Lucy Sheen


Lucy Sheen, born Lucy Chau Lai-Tuen, is a British East Asian actress, playwright, and activist. She starred in the 1986 film Ping Pong and was a founding member of the organisation BEATS, an advocacy group on behalf of British East Asians in the arts.

Early life

Sheen was born Lucy Chau Lai-Tuen in Kowloon, British Hong Kong. She was abandoned as a baby, and was one of 106 transracially adopted children from the 1950s until 1963 through the Hong Kong Project. Sheen arrived in the UK in 1963; her ethnicity was not talked about in her family, and she later expressed feelings of rejection from both white and East Asian communities. She graduated from Rose Bruford College of Speech and Drama in 1984, being the first Chinese British actress to graduate from drama school.

Career

Sheen's first professional acting credit was in a leading role in Ping Pong. The film was one of the first Chinese British films, and the first to be filmed on location in London's Chinatown. She works as a professional actor, appearing on stage, and on TV shows such as Casualty, Call the Midwife, and Eastenders.
Sheen has been outspoken about her cultural identity and stereotyping of East Asians in the arts.

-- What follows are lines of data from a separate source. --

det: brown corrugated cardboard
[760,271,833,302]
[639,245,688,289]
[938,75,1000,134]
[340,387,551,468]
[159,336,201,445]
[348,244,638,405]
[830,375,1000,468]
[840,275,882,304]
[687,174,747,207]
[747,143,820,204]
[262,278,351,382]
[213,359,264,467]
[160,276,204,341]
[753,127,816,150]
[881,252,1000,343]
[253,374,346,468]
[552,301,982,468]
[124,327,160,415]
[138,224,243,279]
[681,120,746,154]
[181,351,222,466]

She wrote a feature in the 2018 book Foreign Goods: A Selection of Writings by British East Asian Artists, edited by Jingan Young. She was one of the founding members of BEATS along with Jennifer Lim and Daniel York Loh, a group dedicated to the advancement of representation for British Asian actors. To encompass different heritages and cultures, the group embraced a pan-Asian identity. The organisation was originally formed under the name British East Asian Artists in the wake of a casting controversy in 2012–2013 by the Royal Shakespeare Companys production of The Orphan of Zhao. In 2019 the group objected to the lack of East Asian writers on the children's sitcom Living with the Lams, with Sheen joining over 100 other industry professionals in signing a letter to the BBC protesting the conditions of the show's production.
In 2020, Sheen wrote the titular drama in an online theatre project entitled WeRNotVirus, a series directed Jennifer Tang and Anthony Lau in response to the rise in racism during the COVID-19 pandemic. A review in The Guardian gave the whole project three stars out of five, referring to Sheen's piece as the "most rousing" of the short plays.